Crises de junho

Junho é o mês que em geral traz algumas mudanças. Encerra-se um ciclo, inicia-se outro. chaÉ a época da esperada pausa, do recomeço.

Não este ano. Pelo menos para mim. Em junho muitos de meus temores se apresentaram: eu não consegui produzir muita coisa (intelectualmente falando), e o que produzi foi de qualidade duvidosa; meu gato Boris ficou bem doente, foi internado e tive medo, um medo imenso de perdê-lo; Jorge, o filho do Boris ficou doente…

Com relação a meus trabalhos intelectuais, sofri como sempre sofro diante de um trabalho porco. Minha apresentação durante um seminário foi horrível e me rendeu alguns momentos de choro e vergonha intensa. Sensação mesmo de derrota. De humilhação.

Mas nada se comparou ao internamento do Boris. Isso sim me fez travar, chorar, sentir um imenso vazio.

Boris, já escrevi aqui, me acompanha desde janeiro de 2003. Foi comigo para a universidade, para bares, mercados e jardins. Esteve comigo em todas as horas boas e ruins da última década.

O carinho que esse bicho demonstra, o modo como se relaciona comigo, nunca vi em nenhum outro de meus gatos. Ele é especial. E pensar em perdê-lo, foi para mim, um golpe terrível.

Meus trabalhos acadêmicos que já estavam atrasados, ficaram perdidos de vez. Não fui capaz de fazer ou entender nada direito. Só tinha mente e coração para meu velhinho de 11 anos. E aqui, cabe um imenso agradecimento às minhas amigos e aos meus amigos que me dedicavam palavras de apoio e carinho nesse momento, e que tiveram imensa paciência com essa mãe-maluca. Mas houve, novamente, um lugar onde tudo o que passou encontrou um ombro, um colo: a Gatidade. Obrigada gateiros e gateiras. Definitivamente vocês são especiais.

Quando Boris saiu do internamento e voltou ao lar, a preocupação era imensa, afinal de contas agora seria minha responsabilidade acompanhar sua melhora. Acabei negligenciando os outros pelúcios desta casa. Peço imensas desculpas a eles. E foi assim, na negligência, que deixei passar um inchaço na boca do Jorge. Quando percebi o pobrezinho já devia estar com dor há alguns dias. Era um abcesso ou coisa do gênero. Uma infecção feia e dolorosa. A veterinária veio, tratou emergencialmente e medicou. Mas a culpa, a minha culpa, não diminuiu.
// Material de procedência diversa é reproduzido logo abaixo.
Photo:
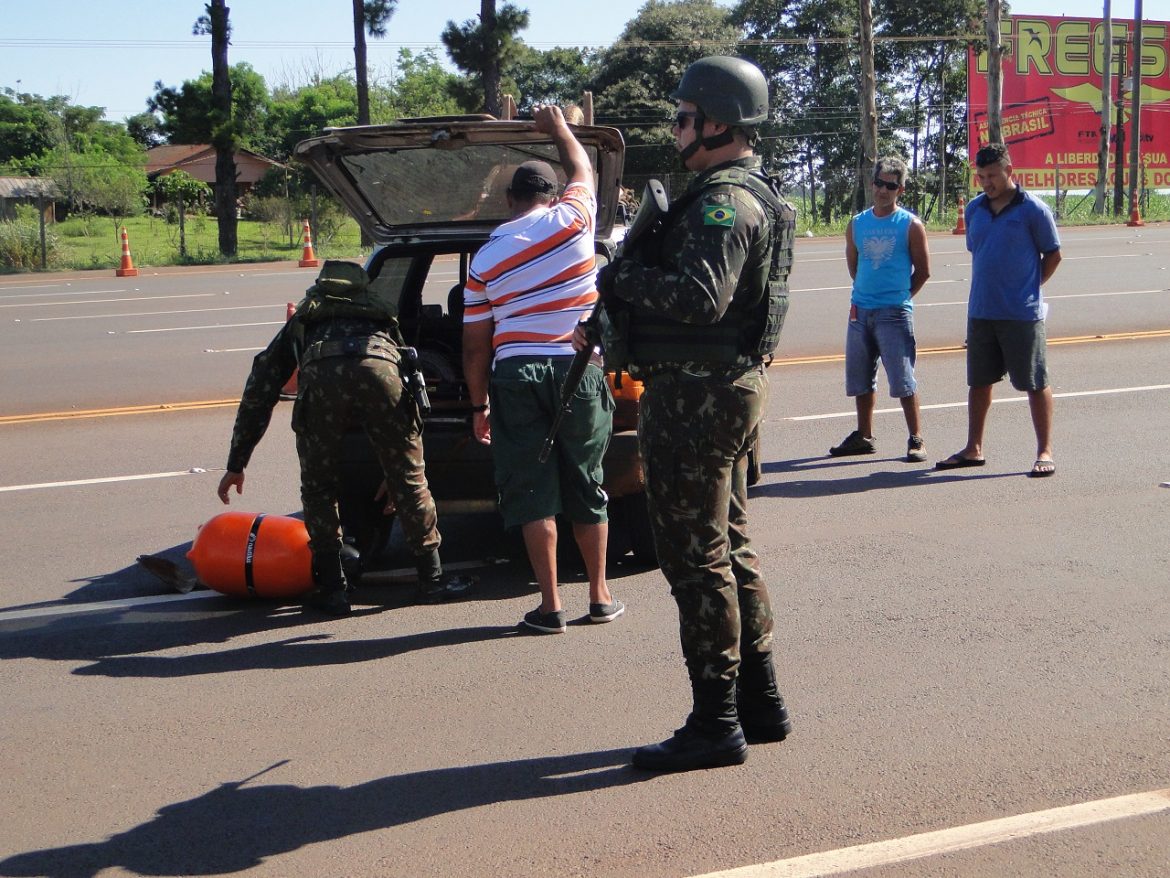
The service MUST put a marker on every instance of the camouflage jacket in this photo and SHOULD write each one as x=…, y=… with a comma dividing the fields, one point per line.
x=272, y=370
x=718, y=244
Nessa onda, meus trabalhos foram sendo cada vez mais deixados de lado. Não conseguia dormir, poque tinha que verificar se estavam comendo (Boris e Jorge), se usavam a caixinha de areia, se bebiam água etc. Qualquer miado era motivo para agonia. E assim os pesadelos entraram em minhas breves noites de sono. Sonhei que morriam, que estavam sofrendo, que eram roubados.
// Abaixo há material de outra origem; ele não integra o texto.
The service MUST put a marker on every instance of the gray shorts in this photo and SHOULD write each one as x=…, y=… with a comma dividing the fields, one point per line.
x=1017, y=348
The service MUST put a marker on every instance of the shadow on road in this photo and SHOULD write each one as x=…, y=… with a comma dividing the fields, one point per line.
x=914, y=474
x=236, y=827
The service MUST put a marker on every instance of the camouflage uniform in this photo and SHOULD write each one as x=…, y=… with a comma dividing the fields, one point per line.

Dessa maneira, o sono me invadia a qualquer momento. Dormia mal de noite e de dia rendia o mínimo possível. Quase um zumbi.
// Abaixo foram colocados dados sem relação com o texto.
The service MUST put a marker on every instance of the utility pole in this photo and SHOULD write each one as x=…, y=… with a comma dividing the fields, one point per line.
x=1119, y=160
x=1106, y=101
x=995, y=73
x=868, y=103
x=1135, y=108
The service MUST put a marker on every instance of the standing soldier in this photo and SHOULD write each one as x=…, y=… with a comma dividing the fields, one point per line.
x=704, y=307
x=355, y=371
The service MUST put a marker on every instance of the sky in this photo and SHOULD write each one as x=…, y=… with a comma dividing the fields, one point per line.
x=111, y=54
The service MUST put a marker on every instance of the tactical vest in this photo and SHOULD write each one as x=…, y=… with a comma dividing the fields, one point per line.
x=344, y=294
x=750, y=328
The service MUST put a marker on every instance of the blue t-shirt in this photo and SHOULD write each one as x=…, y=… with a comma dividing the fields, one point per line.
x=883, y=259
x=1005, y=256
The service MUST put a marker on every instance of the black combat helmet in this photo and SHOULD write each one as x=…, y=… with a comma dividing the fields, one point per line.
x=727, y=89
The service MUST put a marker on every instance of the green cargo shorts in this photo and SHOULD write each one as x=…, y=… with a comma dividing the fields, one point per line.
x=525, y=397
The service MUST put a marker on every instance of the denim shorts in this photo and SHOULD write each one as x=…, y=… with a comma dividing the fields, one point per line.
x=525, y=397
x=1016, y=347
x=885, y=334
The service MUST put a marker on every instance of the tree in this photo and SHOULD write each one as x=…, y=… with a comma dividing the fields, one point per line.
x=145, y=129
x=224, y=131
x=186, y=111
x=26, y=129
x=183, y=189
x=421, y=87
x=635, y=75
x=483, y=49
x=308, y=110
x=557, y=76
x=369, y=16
A mente já cansada falhava constantemente.

Queria escrever, botar para fora essa angústia, mas até isso era difícil. Parecia uma traição sentar para escrever enquanto meus bebês demandassem cuidados.

Agora não. Estão melhores. Começam a se recuperar e a viver a vida como sempre: brincando, comendo, correndo e sendo implicantes. Do jeito que eu gosto. Destroem a casa, pulam de qualquer jeito na cama, me assustam. Mas agora o susto é de felicidade.

Volto a escrever e tento tirar o atraso nas leituras e trabalhos. Corro contra o tempo e a cada momento tenho medo de não ter tempo suficiente para dar conta de tudo o que preciso. Mas esse medo não me aflige tanto como o de dias atrás. Com esse medo de agora, lido melhor.

Junho não foi só um mês tenso. Teve também suas alegrias e surpresas.

Como uma espécie de promessa pela recuperação de meus filhotes, fiquei 09 dias sem fumar. Confesso que nas recaídas deles tinha vontade de fumar até meus cadernos, mas no geral me saí muito bem, sem neuroses e sem desespero.

Também neste mês tive mais um artigo publicado. E isso é algo que sempre me deixa muito, muito feliz.

E neste junho, na verdade dia 20, fiquei mais velhinha. Nasceu meu segundo sobrinho-neto, o Fellipe. Bem vindo a este mundo caótico, neném!

Essas coisas provam que, de novo, a vida volta a correr sobre seus trilhos seguros. E agora é hora de retomar a batalha.

Superadas as crises de junho, espero que o resto do ano siga manso e me permita dar conta de tudo o que preciso. E que agora, caso eu precise chorar, que seja de alegria. Pois de tristeza e dor, por este ano, já deu!